Data Scientists and Privacy
Data scientists obviously need data to study, but they should also make user privacy a priority to protect their customers from data breaches and other security threats.
“Privacy is a data management problem with a business process wrapped around it, which culminates in a data governance strategy for an organization.” –Data Privacy & Data Science: The Next Generation of Data Experimentation
If personally identifiable information is not absolutely necessary for understanding a given data point, a good data scientist should remove that information from the company’s database. It’s risky for an organization to store people’s information in a database in plain-text, especially if that information includes personal information like people’s names or financial information.

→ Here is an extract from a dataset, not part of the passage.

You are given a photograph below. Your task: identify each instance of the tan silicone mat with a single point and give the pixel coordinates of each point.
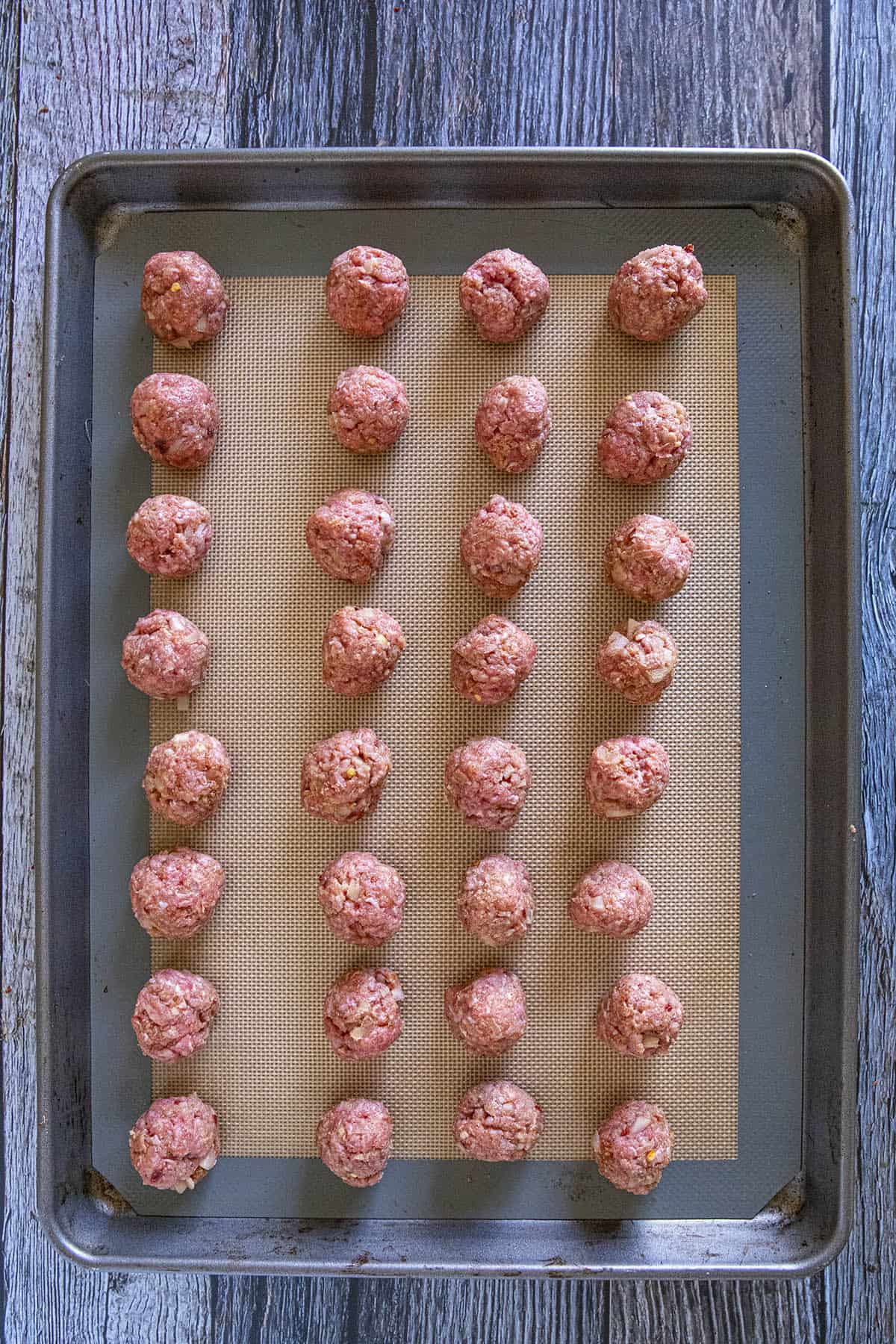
(262, 601)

Obfuscate Personal Information: Obfuscation is like ‘disguising’ the data in a database. Rather than seeing an email address as ‘user@example.com’, in obfuscated form it may appear as ‘XXXX@example.com’. Obfuscating data helps to protect individual user privacy, while still giving data scientists the capability to analyze the data. Databases can be configured to give certain users access to only obfuscated or masked data, while giving administrators access to the raw or real data.

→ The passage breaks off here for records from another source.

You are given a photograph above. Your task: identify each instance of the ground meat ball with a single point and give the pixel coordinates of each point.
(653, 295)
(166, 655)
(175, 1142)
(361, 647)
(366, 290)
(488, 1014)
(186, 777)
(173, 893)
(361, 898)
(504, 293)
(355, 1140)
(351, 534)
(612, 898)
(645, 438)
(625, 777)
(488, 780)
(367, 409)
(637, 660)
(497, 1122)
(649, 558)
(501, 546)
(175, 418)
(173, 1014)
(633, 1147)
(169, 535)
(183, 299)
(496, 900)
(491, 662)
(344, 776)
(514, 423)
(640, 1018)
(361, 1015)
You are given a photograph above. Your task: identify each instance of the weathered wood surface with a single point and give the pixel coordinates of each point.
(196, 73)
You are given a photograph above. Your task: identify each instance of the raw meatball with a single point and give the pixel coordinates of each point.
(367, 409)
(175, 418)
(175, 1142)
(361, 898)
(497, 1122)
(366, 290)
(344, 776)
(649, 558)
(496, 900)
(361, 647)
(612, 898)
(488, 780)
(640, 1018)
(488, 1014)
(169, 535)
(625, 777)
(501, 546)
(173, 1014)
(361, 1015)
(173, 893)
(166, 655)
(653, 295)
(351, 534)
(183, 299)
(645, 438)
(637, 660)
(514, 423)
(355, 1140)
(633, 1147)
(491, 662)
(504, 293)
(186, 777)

Read More: What is Obfuscation? – Hackernoon
If a company uses SQL Server or Azure SQL DB, these both have a built-in feature that limits access to sensitive data field: Dynamic Data Masking (DDM). DDM allows users to define particular columns and then determine how the data in those columns appears when queried. This doesn’t actually change the data in the database, but can give an output that is still useful, but without key personal details.

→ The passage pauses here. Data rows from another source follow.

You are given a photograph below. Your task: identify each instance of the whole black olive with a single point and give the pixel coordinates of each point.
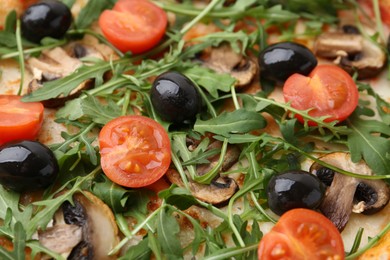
(175, 98)
(294, 189)
(48, 18)
(27, 166)
(279, 61)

What Do Data Scientists Do?
Data Scientists comb through large amounts of data and discover valuable conclusions to help companies make smarter business decisions. They also play a role in optimizing the data mining techniques that companies use to get information about customers and business processes.
Specific tasks for Data Scientists include:
- Identifying the data-analytics problems that offer the greatest opportunities to the organization
- Determining the correct data sets and variables
- Collecting large sets of structured and unstructured data from different sources
- Cleaning and validating the data to ensure accuracy, completeness, and uniformity
- Devising and applying models and algorithms to mine the stores of big data
- Analyzing the data to identify patterns and trends
- Interpreting the data to discover solutions and opportunities
- Communicating findings to stakeholders using visualization and other means
The Beauty of Data Visualization – David McCandless
Data scientists report their findings in a simple and easy-to-understand format. Privacy comes into play here as well. If reporting includes personally identifying information of any individual users, that is not privacy-friendly because it gives access to anyone viewing the presentation. Data scientists must navigate the best ways to present their findings without compromising user privacy.